Costs come out of your wallet at published rates (config/subscription.php, rates): fetching a captioned video’s transcript is $0.01 per minute of video, and transcribing a video with no captions — which requires extracting and processing the audio — is $0.05 per minute. In practice the cheap path is the common one: as of July 2026, of the 19,943 videos transcribed on SageTube, only 1,142 — about 6% — needed the audio-extraction route. The other ~94% had captions we could fetch directly.
The free Starter tier includes 1 Expert and 3 sources alongside the $5 starting balance (config/subscription.php, free), which is enough to index a few videos end-to-end and decide whether the workflow earns a spot in your toolbar.
For what to do next — summarizing from the three-dot menu, transcripts, dark mode, the channel-page button, and every other feature — the complete extension guide walks through all of it.
Frequently asked questions
- Is the SageTube Chrome extension free to install?
- Yes. Installing is free, and every new account starts on the free Starter tier with a $5 wallet balance, 1 Expert, and 3 sources. Actions that consume compute — transcripts, summaries, chat questions — draw from that wallet, so you can try everything before paying anything.
- Which browsers does the SageTube extension support?
- Google Chrome. Other Chromium browsers such as Edge and Brave can technically install extensions from the Chrome Web Store, but SageTube's sign-in uses chrome.identity.getAuthToken, an API tied to Chrome's built-in Google account integration, so sign-in outside Chrome is not guaranteed. There is no Firefox version.

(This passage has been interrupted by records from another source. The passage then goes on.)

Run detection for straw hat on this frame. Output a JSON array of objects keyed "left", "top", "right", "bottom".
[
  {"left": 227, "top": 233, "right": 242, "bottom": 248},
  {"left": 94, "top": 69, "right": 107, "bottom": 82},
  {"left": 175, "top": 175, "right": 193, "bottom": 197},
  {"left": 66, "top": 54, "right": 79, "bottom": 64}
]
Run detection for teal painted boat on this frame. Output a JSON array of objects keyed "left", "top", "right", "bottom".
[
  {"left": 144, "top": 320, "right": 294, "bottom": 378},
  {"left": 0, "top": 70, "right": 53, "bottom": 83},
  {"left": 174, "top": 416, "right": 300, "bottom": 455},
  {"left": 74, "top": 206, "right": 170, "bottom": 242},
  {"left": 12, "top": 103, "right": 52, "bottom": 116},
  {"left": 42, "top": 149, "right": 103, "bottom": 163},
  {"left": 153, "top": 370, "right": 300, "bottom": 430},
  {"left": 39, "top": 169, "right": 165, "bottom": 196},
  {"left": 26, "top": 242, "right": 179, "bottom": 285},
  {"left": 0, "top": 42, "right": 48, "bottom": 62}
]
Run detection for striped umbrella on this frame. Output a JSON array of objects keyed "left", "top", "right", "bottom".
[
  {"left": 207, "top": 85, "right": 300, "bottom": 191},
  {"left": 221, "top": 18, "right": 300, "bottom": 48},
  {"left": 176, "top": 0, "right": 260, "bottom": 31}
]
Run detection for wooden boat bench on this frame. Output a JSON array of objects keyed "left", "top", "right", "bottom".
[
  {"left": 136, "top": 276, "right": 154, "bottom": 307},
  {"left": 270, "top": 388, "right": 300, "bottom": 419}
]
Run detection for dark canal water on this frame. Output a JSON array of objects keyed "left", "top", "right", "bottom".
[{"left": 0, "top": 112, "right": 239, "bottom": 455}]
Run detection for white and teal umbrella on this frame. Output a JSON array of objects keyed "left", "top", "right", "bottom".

- What permissions does the extension request, and why?
- Exactly three: storage (keeps your login token locally so you stay signed in), identity (Google sign-in through Chrome's own OAuth flow), and alarms (schedules background token refresh so you don't have to re-authenticate every day). Site access is limited to www.youtube.com and sagetube.ai — the extension is inert everywhere else.
- Does the extension get access to my YouTube account?
- No. The Google OAuth scopes it requests cover only your email address and basic profile. There is no YouTube-account scope, so it cannot see your subscriptions, playlists, or watch history. It reads the public YouTube page you are looking at, nothing more.